Compile feature settings
#cargo.toml recommended dependencies, Polars supports more features that will result in slower compilation.
[dependencies]
polars = {version="0.43.0",features=["mode","find_many","polars-io","csv","polars-ops","lazy","docs-selection","streaming","regex","temporal","is_unique","is_between","dtype-date","dtype-datetime","dtype-time","dtype-duration","dtype-categorical","rows","is_in","pivot"]}
polars-io = "0.43.0"
polars-lazy = "0.43.0"
A complete list of features: https://docs.rs/crate/polars/latest/features
| Commonly used features | Meaning |
|---|---|
| lazy | Enable the lazy API |
| regex | Support for regular regex in col() expressions |
| sql | SQL queries are supported |
| streaming | Enable data flows, which allow you to process more data than you can in memory. |
| random | Generate a randomly sampled array. |
| timezones | Time zone support |
| strings | String extraction tool |
| object | ObjectChunked, an arbitrary data type, is supported, and it uses Any trait to handle different types. |
| json | Support serialization and deserialization of JSON |
| serde | Serialization and deserialization of the SERDE library are supported |
| serde-lazy | Serialization and deserialization of the SERDE library are supported |
| sort_multiple | Multi-column sorting is supported |
| rows | Create a DataFrame from a row and extract rows from a DataFrame.
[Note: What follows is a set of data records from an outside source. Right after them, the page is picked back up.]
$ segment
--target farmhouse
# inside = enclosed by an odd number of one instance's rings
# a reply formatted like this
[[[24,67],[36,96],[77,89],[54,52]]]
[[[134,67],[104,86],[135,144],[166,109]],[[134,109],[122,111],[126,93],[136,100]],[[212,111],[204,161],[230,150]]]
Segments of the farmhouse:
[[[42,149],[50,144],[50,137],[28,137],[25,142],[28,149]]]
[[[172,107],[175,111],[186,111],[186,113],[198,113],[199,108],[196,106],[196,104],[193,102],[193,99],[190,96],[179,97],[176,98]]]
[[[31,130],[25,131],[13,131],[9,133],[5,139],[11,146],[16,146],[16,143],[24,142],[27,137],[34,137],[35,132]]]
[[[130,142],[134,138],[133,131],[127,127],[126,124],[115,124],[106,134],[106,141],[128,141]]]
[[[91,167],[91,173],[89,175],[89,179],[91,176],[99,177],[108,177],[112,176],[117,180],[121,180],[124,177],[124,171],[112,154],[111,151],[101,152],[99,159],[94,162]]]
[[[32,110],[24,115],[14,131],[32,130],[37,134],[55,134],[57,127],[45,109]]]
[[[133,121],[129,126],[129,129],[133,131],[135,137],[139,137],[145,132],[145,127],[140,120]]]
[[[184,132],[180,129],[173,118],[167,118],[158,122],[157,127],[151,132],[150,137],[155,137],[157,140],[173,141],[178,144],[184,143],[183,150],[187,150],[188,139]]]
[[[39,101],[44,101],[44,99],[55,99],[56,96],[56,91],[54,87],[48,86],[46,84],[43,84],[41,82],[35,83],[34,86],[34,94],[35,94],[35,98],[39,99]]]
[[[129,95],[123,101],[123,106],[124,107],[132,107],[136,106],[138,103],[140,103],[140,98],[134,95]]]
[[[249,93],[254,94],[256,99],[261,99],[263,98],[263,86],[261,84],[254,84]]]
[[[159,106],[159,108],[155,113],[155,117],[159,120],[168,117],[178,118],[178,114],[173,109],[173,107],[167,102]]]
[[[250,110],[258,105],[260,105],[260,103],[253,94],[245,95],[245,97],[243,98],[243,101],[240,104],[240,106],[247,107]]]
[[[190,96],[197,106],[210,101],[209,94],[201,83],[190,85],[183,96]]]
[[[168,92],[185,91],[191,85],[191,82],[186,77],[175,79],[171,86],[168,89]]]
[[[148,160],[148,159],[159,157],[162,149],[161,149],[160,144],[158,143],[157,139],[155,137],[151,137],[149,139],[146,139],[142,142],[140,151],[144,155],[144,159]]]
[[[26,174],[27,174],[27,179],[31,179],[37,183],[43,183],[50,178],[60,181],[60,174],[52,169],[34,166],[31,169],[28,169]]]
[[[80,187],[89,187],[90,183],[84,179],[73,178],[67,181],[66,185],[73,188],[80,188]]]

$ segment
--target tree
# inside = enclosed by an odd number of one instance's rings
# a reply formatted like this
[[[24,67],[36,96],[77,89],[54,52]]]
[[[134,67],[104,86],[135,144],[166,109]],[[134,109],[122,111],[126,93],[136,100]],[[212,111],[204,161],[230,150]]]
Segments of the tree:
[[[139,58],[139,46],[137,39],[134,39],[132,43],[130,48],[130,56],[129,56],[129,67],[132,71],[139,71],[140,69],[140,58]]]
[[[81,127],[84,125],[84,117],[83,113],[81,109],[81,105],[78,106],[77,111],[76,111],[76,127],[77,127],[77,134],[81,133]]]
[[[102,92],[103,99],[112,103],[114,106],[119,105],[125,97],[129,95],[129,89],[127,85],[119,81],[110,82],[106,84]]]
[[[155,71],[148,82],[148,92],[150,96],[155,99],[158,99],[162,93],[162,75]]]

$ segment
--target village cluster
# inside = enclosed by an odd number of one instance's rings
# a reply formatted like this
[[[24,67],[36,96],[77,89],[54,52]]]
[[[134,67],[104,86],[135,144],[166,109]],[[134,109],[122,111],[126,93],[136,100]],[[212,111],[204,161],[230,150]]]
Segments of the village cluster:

Activate pivot and transpose operations. |
| The meaning of this sentence: | |
| asof_join | Supports ASOF connection1 operation. |
| cross_join | Create two DataFrames of Cartesian product2. |
| is_in | Check whether the value is in the series |
| is_between | Determine whether it is between the upper and lower bounds. |
| zip_with | Zip the two series. |
| arg_where | Returns indexes that meet the criteria |
| unique_counts | Unique value counting is supported |
| rank | Calculate the rank |
| interpolate | Interpolates the missing values of Series |
In data processing, "joining" refers to merging two or more datasets together according to some shared key or column. Typically, this connection requires that the values of the keys must match exactly. However, ASOF connection is a special type of connection that does not require the exact match of the key values, but allows the connection to be made according to the nearest key. This is especially useful when working with time series data, as you may want to connect the data to the closest point in time, rather than an exact match. For example, if you have a piece of data that contains stock prices, and each row of data has a timestamp, you may want to connect this data with another piece of data that contains economic indicators, which also has a timestamp, but the timestamps may not exactly match.
In data processing, the Cartesian product refers to all possible combinations of two datasets. For example, if you have two DataFrames, one containing rows A and B, and the other containing rows 1 and 2, the Cartesian product of these two DataFrames will contain four rows: (A, 1), (A, 2), (B, 1), (B, 2).